What then might the future of retail look like?

It won’t be what a store sells; it will be how they don’t sell it.

When you walk into the store of the future there will be only one mandate for the employees who work there: to provide an experience so great, that everyone who visits will recommend that store to their friends.

The store of the future might actually encourage guests in their store not to buy.

Wait, what?

While a typical store will incentivize you with limited time sales and discounts (which are almost always available), the store of the future will incentivize their guests with information.

Using the mattress industry as an example, the store of the future will be designed in dramatically different ways.

Instead of having an oversized sea of beds, this store will be a space that is warm and flooded with natural light. It will be compact (cost efficient) and allow you to experience a carefully curated set of products.

Instead of commissioned sales associates, the store will be staffed with a highly trained customer experience team that cares more about the 10 years after you buy your mattress than the 30 minutes before you do.

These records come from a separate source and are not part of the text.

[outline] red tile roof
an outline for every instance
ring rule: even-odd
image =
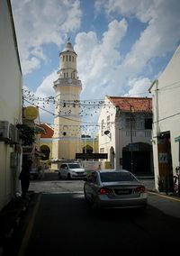
[[[47,123],[40,123],[40,125],[45,130],[45,133],[40,133],[40,138],[52,138],[54,130]]]
[[[107,96],[108,99],[122,111],[152,112],[152,98],[148,97],[125,97]]]

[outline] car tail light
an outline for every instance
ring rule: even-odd
[[[110,195],[112,194],[112,189],[107,188],[107,187],[101,187],[99,189],[100,195]]]
[[[146,191],[146,188],[144,186],[139,186],[136,188],[134,188],[135,193],[144,193]]]

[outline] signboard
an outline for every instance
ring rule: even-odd
[[[24,107],[23,115],[28,120],[35,120],[38,117],[38,108],[32,105]]]
[[[159,152],[158,154],[158,162],[159,163],[168,163],[167,153]]]
[[[175,138],[175,142],[180,142],[180,136]]]
[[[76,153],[76,159],[88,159],[88,160],[104,160],[107,159],[108,155],[106,153]]]
[[[129,151],[139,151],[139,144],[129,144]]]

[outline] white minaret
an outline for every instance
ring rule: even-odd
[[[79,96],[82,89],[77,77],[76,53],[68,41],[59,53],[58,78],[54,81],[55,117],[52,142],[53,159],[76,159],[81,139]]]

The mattress store of the future won’t sell you a paradox of choice. It will focus on creating best-in-class products instead of a hundred mediocre ones.

In fact, our company, Tuft & Needle, only sells one product. We email our customers a reminder before the end of their 100 night return window.

If they’re unhappy with the bed for any reason, we issue them a full refund. Despite all of this, we have a return rate that is under 5%.

This begs the question of why a typical mattress store has 100 options. Do you really need 99 more beds to satisfy the remaining 5% of customers?

The store of the future won’t train team members to be pushy or put you on the spot to make a decision. This team won’t work on a commission. They will be just as happy if you leave their store having not yet made up your mind, than if you buy one of their products on the spot.

At Tuft & Needle, we are building this store. A store that is designed with our customer’s experience in mind.

Training at a typical mattress store involves covering some or all of the following topics:

• Cross-selling • Up-selling • Closing the deal • Cold calling • Bait-and-switch (surely they don’t call it this in training) • ‘The floor model’

Mattress stores require their sales people to focus on the ‘attachment’ rate. Employees are trained to sell as many high-margin accessories as they can.

After you’ve decided on your mattress, your salesperson will ask you if you are comfortable. After you reply in the affirmative, they’ll ask you: “What if I told you I could make you even more comfortable?” From there they will sell you anything ranging from an adjustable bed frame to a box spring.

Did you know a box-spring is completely unnecessary and has no impact on the comfort of your mattress? They cost about $7 to make but retail for over $100.

At Tuft & Needle, our training is a little different.

We actually take our employees to a traditional mattress store during their first week of work. We ask them to pose as a customer. After about 20 minutes (usually the most any of us can stand), we head back to our office. We ask our team to make a list of all the things they hated about that experience.

The lists are often similar—similar to each other and similar to those of our co-founders who made the first ever hate list almost four years ago.

The opening of our first store in San Francisco has special meaning to us. It’s a homecoming of sorts for our co-founders who first worked together in Palo Alto.

When we decided to build our first store, we approached it like we do all of our products. We started with the pains we’ve experienced personally. We listened to our customers. Even though we’re proud of what we built, we will never be done iterating. This is just the first step in what we believe will be the future of retail.

There’s a bit of irony at our store as well. The only thing you can walk in and buy is not designed to help you sleep: it’s a cup of coffee. It serves as a reminder of our primary goal: to help everyone wake up better.